と、騒ぎすぎたらしい。ここに住む最後の1人も顔を出してきた。
「どうされましたか、我が主人よ」
「ゴアクか。まあ、いつものやつだ」
「なるほど、お疲れ様です」
彼の名前はゴアク。元魔王四天王であり、本来なら魔神復活の生贄にされるはずであった。

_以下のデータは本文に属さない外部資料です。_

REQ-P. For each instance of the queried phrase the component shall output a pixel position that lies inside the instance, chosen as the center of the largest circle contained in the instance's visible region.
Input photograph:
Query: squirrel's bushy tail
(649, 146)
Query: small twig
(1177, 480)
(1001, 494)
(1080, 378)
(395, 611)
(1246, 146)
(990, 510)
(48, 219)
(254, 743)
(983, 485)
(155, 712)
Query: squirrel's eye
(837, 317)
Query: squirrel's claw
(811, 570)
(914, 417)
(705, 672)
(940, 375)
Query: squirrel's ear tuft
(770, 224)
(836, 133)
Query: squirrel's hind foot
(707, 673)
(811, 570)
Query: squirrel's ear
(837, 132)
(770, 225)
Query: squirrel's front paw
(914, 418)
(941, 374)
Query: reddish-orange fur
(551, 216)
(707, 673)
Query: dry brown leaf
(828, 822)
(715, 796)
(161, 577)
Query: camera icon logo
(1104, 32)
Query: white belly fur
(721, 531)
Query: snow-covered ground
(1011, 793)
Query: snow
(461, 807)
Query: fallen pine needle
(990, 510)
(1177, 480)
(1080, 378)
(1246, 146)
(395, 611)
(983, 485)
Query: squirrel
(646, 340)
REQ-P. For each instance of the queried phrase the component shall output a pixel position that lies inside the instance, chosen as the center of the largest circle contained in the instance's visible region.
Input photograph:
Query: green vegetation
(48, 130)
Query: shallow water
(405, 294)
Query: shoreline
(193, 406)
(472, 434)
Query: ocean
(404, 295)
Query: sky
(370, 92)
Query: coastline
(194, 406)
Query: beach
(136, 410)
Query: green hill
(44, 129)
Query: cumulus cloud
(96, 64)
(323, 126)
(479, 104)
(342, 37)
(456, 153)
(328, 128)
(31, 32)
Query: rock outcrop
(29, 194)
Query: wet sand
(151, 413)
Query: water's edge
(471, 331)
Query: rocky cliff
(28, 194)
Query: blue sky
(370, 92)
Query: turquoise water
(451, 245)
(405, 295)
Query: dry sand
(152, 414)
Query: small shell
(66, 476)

だがソラによって魂が保護され、新たな肉体を与えられてここに住んでいる。魔神のくびきから世界を解き放った軍神には、この程度容易い。
「そうだ、お前も来るか?1回だけだっただろ?」
「そうですね。では参加させていただきます」
「お、兄貴も来てくれんのか。心強いぜ」
「私は兄ではありませんが」
「まあ、眷属神になったのはラーガスが生まれるより前だ。ある意味では合ってるぞ」
「ああ、そういえばそうね」
「そんなものかな?」
「人次第じゃないか?」
「人じゃなくて神だって」
「同じようなものだ。それに、俺達は元々人だからな」
「あ、そうだったね」
「忘れないでよ」
「ごめんなさい……」
「アイリア、それはフリスの冗談よ」
「え、あ、お母さん!」
「フリス、終わらなくなるからそれくらいにしておけ」
「はーい」
「ねえってば!」
実際、彼らは人とほとんど変わらない。違うのは力と寿命だけ。下界で自由気ままに遊びまわるほど、人に近い存在だ。
「さてと。それじゃあ、行くとするか」
「ええ」
「うん」
「おう」
「分かりました」
「はーい」
「はい」
「承知」
だからこそ、神々は踊る。人の営みを見ながら、見守りながら。
完
これで本物語は終了となります。
グダグタだったり、更新が遅かったり、文章構成がグチャグチャだったり、内容も薄かったりと半分メチャクチャな作品ではありましたが、2年11ヶ月の付き合いでした(気付いたら100万字超えてるし……)。
なので、結構愛着のある作品です(完結できてよかった……)。